Bagian akhir kata dimulai, setakut pelipis matamu yang membengkak dalam langit senja, sekuat tangismu yang memeluk lekuk sendiri yang berujung intropeksi diri, setahan jumpa tanpa pesan langit malam minggu yang mendadak ragu, sebaris ucapan setia berbalik bual rayu yang membujuk kaku. Kita ... semoga lekas membaik walaupun bidikanmu tak lagi diriku yang kamu titipkan dalam perpisahan berpita janji ... berkado pergi. Dan dibalik lembar kisah, aku jelaskan perihal perjalanan pencarian disaat yang mencarimu tak tahu tujuan atau pencarian yang salah bidikan. Akhirnya, aku tulis sebuah pernyataan beserta pertanyaan tentang, meski memelukmu aku tetap bertanya, sudahkah aku mengenalmu?

___

Hai! Aku kembali datang dengan cerita baru, semoga kalian suka :))

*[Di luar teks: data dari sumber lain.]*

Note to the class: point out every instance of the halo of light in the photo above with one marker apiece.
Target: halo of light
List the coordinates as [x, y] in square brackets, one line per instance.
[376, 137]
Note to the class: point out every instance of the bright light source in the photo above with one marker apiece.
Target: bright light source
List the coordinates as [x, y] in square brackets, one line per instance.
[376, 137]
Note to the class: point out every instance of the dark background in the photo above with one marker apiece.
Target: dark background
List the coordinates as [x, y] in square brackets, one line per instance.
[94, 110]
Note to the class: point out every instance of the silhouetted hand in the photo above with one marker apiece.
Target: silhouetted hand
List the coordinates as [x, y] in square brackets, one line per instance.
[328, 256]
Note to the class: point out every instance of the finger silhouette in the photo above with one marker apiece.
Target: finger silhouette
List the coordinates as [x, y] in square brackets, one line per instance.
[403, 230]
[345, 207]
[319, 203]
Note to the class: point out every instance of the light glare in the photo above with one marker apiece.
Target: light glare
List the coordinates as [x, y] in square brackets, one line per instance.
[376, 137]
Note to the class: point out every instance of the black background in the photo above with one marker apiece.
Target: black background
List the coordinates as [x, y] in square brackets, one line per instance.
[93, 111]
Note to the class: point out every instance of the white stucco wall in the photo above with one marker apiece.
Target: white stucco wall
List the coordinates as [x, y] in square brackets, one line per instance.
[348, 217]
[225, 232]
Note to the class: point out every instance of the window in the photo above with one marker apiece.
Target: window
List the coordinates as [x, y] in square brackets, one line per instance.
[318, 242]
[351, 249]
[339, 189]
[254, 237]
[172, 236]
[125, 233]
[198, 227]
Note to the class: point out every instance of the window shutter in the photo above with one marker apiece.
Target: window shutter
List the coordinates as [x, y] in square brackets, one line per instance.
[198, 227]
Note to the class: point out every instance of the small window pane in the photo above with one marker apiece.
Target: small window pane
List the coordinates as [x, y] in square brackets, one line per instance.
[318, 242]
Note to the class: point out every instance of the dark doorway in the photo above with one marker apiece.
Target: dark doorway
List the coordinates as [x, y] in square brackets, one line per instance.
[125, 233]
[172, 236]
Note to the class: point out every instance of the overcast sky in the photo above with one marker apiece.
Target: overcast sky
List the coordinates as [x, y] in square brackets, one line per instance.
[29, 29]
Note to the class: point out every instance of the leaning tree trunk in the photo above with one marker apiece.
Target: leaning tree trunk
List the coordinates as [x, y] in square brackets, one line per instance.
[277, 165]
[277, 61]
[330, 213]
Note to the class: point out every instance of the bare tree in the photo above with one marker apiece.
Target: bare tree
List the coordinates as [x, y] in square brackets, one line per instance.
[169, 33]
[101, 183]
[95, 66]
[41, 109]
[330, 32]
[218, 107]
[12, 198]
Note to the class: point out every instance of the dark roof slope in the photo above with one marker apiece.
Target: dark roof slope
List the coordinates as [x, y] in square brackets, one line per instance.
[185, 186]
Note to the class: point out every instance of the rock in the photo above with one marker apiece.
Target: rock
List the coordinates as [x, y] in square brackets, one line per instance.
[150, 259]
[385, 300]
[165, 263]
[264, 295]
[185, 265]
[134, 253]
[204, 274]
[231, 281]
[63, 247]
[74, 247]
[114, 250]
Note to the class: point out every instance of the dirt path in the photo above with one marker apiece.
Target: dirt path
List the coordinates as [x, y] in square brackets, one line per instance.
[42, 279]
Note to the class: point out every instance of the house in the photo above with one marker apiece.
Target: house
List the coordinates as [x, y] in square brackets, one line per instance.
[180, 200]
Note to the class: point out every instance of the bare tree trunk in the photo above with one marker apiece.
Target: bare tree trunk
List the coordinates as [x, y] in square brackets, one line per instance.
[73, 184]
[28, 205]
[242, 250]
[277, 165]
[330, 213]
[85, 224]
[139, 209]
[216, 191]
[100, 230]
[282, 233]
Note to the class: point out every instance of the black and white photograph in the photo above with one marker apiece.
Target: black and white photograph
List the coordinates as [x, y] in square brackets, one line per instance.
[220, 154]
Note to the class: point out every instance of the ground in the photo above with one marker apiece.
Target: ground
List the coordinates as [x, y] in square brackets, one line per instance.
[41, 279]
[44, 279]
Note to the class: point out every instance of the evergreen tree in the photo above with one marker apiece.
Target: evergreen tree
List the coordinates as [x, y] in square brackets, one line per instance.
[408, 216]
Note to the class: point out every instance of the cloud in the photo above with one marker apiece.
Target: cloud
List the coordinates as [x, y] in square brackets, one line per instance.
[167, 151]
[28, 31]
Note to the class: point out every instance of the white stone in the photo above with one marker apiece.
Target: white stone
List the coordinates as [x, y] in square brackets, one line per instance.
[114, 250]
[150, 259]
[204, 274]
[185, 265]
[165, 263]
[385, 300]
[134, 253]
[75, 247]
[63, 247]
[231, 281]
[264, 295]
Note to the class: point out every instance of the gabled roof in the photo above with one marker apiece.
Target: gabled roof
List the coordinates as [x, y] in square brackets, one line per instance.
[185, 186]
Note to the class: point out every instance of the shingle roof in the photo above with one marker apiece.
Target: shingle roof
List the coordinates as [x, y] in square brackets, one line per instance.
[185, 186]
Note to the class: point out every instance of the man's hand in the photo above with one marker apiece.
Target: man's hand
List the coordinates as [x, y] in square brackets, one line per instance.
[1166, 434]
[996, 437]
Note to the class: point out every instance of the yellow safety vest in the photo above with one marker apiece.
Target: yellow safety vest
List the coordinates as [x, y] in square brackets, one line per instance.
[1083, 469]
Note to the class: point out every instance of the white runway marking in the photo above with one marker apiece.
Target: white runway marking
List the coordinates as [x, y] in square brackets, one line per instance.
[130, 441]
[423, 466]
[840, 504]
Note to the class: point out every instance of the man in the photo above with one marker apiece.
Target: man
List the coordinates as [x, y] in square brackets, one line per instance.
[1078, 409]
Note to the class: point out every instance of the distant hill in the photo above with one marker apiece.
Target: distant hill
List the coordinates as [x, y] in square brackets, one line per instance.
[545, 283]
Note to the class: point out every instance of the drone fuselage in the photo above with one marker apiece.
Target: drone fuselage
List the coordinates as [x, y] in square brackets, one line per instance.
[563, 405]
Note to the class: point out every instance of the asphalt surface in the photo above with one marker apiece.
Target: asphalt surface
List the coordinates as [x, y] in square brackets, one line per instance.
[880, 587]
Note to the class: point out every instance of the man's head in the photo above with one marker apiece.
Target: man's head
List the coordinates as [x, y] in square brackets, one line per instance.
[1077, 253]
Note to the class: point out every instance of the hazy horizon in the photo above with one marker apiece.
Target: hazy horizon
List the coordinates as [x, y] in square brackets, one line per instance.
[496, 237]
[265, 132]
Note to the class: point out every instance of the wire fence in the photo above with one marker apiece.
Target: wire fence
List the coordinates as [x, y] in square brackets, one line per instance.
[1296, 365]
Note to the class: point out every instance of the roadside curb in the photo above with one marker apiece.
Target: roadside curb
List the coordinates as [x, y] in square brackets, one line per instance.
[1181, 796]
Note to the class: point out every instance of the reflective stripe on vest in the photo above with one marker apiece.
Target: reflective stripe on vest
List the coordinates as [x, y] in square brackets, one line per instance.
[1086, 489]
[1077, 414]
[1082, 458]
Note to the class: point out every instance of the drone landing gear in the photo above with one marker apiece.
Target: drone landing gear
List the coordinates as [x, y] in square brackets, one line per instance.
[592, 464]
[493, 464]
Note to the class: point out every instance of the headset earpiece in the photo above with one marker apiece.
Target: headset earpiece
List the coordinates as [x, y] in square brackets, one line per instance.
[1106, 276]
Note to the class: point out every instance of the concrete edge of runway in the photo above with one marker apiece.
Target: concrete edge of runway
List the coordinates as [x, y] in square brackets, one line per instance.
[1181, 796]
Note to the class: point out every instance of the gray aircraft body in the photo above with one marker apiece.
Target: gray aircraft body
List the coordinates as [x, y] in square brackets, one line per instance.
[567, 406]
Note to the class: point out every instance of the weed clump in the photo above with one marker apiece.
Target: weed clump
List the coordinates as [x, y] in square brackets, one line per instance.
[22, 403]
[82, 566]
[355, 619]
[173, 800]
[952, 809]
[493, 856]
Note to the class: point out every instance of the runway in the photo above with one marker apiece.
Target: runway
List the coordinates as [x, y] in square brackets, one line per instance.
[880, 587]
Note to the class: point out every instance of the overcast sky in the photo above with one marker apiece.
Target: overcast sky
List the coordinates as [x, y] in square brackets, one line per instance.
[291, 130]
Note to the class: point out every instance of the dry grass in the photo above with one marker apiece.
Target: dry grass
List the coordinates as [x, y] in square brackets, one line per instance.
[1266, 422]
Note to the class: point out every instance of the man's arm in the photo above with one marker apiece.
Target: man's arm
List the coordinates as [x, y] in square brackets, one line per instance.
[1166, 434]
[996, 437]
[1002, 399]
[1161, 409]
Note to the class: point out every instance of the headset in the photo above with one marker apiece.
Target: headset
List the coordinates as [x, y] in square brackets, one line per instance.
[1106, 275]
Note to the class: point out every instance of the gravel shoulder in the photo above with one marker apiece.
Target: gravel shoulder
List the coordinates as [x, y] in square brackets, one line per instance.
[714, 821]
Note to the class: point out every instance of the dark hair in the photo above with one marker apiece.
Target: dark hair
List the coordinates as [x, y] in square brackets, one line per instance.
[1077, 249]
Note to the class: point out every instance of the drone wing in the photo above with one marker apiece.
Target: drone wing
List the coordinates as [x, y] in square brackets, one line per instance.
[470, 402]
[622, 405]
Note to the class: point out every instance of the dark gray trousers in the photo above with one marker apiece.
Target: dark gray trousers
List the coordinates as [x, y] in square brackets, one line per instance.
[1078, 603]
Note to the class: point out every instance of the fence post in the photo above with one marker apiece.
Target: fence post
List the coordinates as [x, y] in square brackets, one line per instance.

Minta maaf juga buat kalian yang nunggu up ceritaku yg lain, ku lagi moodnya dicerita baru ini, jadi buat selanjutnya ku akan coba nulis lagi, melanjutkan cerita yang lainnya juga.

Kalau ada yang tanya, kok buat cerita baru lagi, padahal cerita yang lama belum selesai.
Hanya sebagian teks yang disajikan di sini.